Vote Leave spikes. Stronger In flatlines

This graph tells us many things.

The first is that “vote leave” was a significantly more popular search term that any of the terms people used to identify its rival campaign. “Vote remain” and “vote stay” have small spikes in June, “stronger in” doesn’t change (we’ll get to that), and the search term “Britain stronger in Europe” is barely visible.

The second is that British election cycles are much shorter than American ones.

From the small blips in data, you can see that the Vote Leave campaign started in late January 2016 at the earliest, which was about five months before the referendum. By contrast, Donald Trump’s “Make America Great Again” campaign started way back in July 2015, which was a ridiculous 15 months before the election.

As for Stronger In? From this graph, it’s hard to say when their campaign started, if it started at all, because results for that search term don’t change. The results over a five-year period paint an even starker picture.

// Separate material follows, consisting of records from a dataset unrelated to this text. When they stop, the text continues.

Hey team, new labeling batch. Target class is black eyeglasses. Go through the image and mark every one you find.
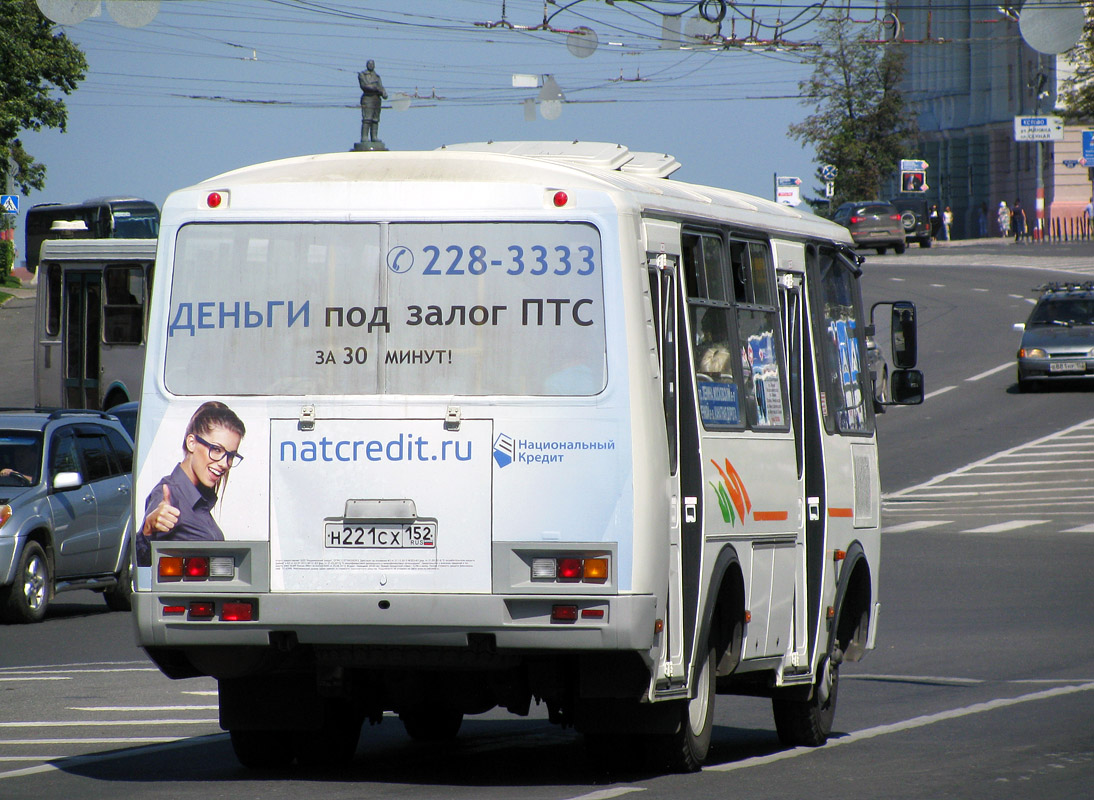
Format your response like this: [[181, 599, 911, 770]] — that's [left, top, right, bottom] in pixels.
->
[[190, 433, 243, 466]]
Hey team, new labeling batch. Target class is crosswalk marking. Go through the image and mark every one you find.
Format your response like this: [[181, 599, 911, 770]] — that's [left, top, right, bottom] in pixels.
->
[[962, 520, 1048, 533], [882, 520, 952, 533]]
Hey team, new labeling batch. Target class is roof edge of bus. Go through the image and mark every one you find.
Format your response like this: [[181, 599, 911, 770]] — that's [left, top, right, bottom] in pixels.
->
[[179, 140, 850, 242]]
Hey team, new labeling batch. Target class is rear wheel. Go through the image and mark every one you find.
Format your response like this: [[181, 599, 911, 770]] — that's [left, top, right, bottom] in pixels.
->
[[651, 648, 718, 773], [771, 650, 843, 747], [0, 542, 54, 623]]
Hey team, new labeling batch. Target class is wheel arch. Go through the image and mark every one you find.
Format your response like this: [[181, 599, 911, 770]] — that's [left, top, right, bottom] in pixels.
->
[[828, 542, 873, 661], [696, 545, 745, 675]]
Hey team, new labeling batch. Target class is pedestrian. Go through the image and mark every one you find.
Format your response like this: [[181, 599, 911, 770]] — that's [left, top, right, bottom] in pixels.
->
[[996, 200, 1011, 239], [1011, 200, 1027, 243]]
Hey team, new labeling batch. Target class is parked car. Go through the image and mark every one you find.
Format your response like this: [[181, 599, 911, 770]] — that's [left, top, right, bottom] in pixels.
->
[[833, 200, 906, 255], [1014, 281, 1094, 392], [0, 409, 133, 623], [889, 197, 932, 247]]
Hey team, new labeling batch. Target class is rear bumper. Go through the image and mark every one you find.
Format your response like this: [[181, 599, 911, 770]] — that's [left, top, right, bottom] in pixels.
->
[[133, 592, 656, 651]]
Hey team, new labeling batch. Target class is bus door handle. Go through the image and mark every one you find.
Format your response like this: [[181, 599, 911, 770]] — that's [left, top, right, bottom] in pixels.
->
[[808, 497, 821, 522]]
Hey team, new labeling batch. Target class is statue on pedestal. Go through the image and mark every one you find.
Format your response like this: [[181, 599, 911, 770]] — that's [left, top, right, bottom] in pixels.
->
[[353, 58, 387, 150]]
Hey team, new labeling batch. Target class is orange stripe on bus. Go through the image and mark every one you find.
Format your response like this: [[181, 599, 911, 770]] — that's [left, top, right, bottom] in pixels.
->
[[753, 511, 790, 522]]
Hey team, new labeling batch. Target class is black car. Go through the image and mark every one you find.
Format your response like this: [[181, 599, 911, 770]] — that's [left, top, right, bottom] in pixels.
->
[[1014, 281, 1094, 392], [889, 197, 931, 247], [831, 200, 906, 255]]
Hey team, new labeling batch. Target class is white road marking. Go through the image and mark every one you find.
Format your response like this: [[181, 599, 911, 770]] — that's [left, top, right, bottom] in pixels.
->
[[962, 520, 1048, 533], [923, 386, 957, 401], [569, 786, 645, 800], [882, 520, 953, 533], [68, 706, 220, 714], [965, 361, 1014, 382], [0, 719, 220, 731]]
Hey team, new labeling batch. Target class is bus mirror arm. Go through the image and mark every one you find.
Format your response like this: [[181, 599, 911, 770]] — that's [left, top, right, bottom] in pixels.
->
[[868, 300, 919, 370]]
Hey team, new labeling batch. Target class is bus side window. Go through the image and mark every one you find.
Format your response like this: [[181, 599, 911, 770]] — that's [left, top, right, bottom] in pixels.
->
[[683, 232, 744, 428], [730, 240, 789, 428], [103, 265, 144, 345], [46, 264, 61, 336]]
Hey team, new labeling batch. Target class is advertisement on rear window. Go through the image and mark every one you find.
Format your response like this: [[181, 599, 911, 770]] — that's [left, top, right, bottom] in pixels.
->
[[164, 222, 606, 396]]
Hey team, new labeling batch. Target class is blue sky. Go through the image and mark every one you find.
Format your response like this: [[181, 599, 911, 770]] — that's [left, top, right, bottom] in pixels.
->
[[8, 0, 835, 244]]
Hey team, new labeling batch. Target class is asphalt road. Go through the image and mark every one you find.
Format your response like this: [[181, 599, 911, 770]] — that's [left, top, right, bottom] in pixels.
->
[[0, 244, 1094, 800]]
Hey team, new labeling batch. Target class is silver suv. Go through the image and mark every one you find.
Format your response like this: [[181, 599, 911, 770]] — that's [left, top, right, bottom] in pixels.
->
[[0, 409, 133, 623]]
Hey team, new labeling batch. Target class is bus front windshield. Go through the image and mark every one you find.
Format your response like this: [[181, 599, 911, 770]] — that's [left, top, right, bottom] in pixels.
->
[[165, 222, 607, 396]]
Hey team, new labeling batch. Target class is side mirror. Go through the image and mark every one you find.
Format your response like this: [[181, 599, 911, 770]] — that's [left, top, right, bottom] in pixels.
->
[[889, 370, 923, 406], [892, 300, 922, 369]]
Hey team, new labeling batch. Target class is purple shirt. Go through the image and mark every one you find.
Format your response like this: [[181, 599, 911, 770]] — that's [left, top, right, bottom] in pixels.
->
[[136, 464, 224, 567]]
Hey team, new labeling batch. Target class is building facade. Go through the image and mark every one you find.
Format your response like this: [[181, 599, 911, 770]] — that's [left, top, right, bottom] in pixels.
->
[[889, 0, 1094, 239]]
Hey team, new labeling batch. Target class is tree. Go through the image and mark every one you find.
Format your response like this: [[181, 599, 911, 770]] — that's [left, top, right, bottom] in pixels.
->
[[0, 0, 88, 194], [1056, 12, 1094, 123], [790, 16, 918, 211]]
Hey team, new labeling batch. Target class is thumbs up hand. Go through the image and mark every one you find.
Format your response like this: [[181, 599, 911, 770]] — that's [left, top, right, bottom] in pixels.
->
[[143, 484, 178, 536]]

The fact that that search term didn’t spike, or even blip, during the heat of the referendum, when compared to the other terms, goes to show that people hardly associated the campaign to stay in Europe with those words. To get an idea of when the Stronger In campaign actually began, you have to isolate the “stronger in” search term and filter results so you just get the UK. Doing anything else means that the search term is drowned out by its more successful rival and by the fact that people were using the term “stronger in” for years before to refer to something else entirely.

Let’s take a look at another graph.

This graph shows us just the period from May to July and only searches made in the UK. From this, it’s even clearer how well the Vote Leave campaign did. To be honest, we should be shocked that Vote Leave only won by four percentage points. If searches were votes, there’d be no contest.

In fact, in this referendum, searches pretty much were votes. After all, both campaigns were savvy enough to be at the top of Google for their keywords. As of January 2017, searches for “vote remain,” “vote stay,” “stronger in,” and “Britain stronger in Europe” all give you the official Stronger In website. The same is true of searches for “vote leave” and its website.

Searches for “vote leave” spiked on 23rd May, when Vote Leave released its televised campaign broadcast. From the data, you’d be forgiven for thinking that Stronger In didn’t even have a televised campaign broadcast, but they did on 24th May. Searches for “vote leave” also spiked on 7th June, when several newspapers lead with the story that pro-Europe MPs might use a House of Commons vote to keep Britain in the single market.

Those spikes in data aren’t numbers; they are people. Specifically, they are British people who are being directed to a website which is anti-EU and who already have a pretty solid idea of which way they’re going to vote. The aim of both websites is to give them that final push, and the data shows that Vote Leave did this much better. Because we’re not comparing the search terms “should I vote leave?” or “should I vote remain?”

Those are often referred to as “informational” search terms. Or, as Google phrases it, search terms from people who are looking to “know” something. Rather, we’re comparing two “transactional” search terms. Or, as Google phrases it, search terms from people who are looking to “do” something. The data shows, quite clearly, that the thing more searchers want to “do” is “vote leave.” And, in the end, that’s exactly what they did.